Nor could Michelle Obama have served as a member of the Chicago’s landmarks commission, despite her experience with preservation issues in the city planning department, in the mayor’s office and at the University of Chicago. The future First Lady had no architectural degree.
Such non-architects are “critical to have on the commission,” said Jim Peters, president of Landmarks Illinois, a Chicago-based advocacy group. They can leaven an otherwise esoteric debate with their practical knowledge and street smarts.
Making this a perfect strikeout-three issues, three whiffs–the judges also err in concluding that the landmarks commission illegally possesses the equivalent of legislative power. No, it doesn’t.
The commission makes recommendations to the City Council. The City Council has the final say in determining whether a building becomes a landmark. If aldermen are too lazy or too busy to vote, a building automatically becomes a landmark 365 days after the recommendation is made. This measure is known as a “sunrise” provision.
The judges seem blissfully unaware of the way that many controversial landmark issues were handled in Chicago before 1997 when the “sunrise” provision was enacted. After the commission made its recommendation, the City Council would never vote, leaving the buildings in limbo for year after year. They were protected from demolition while their cases were pending, but they lacked official landmark status.
Among those that once suffered this fate: Ludwig Mies van der Rohe’s pathbreaking steel and glass apartment buildings at 860 and 880 North Lake Shore Drive, the Art Deco Carbide & Carbon Building, and the Gage Building, where Sullivan pinned ornaments like brooches.

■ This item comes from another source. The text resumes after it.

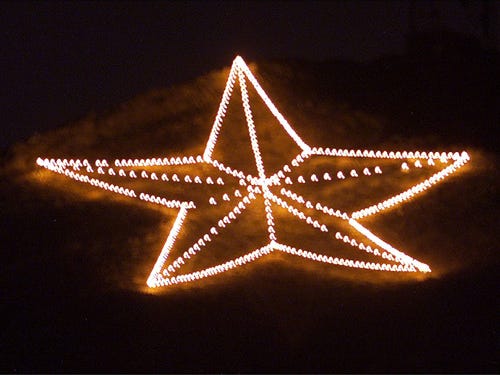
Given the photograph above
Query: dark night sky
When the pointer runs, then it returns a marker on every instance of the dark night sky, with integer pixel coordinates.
(62, 60)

In 1996 and 1997, though, Mayor Richard M. Daley pushed the City Council to grant landmark status to 28 of these 29 endangered sites. And the Council, at Daley’s behest, passed the sunrise provision. That hardly makes it seem as if the landmarks commission has usurped the council’s legislative power.
Maybe the state Supreme Court can get this one right. The Appellate Court sure hasn’t. Its insistence on rigid standards threatens to strip Chicago-and the world-of a great architectural patrimony, opening the floodgates for an endless series of legal challenges to existing landmarks while preventing other worthy buildings from ever making it on the list.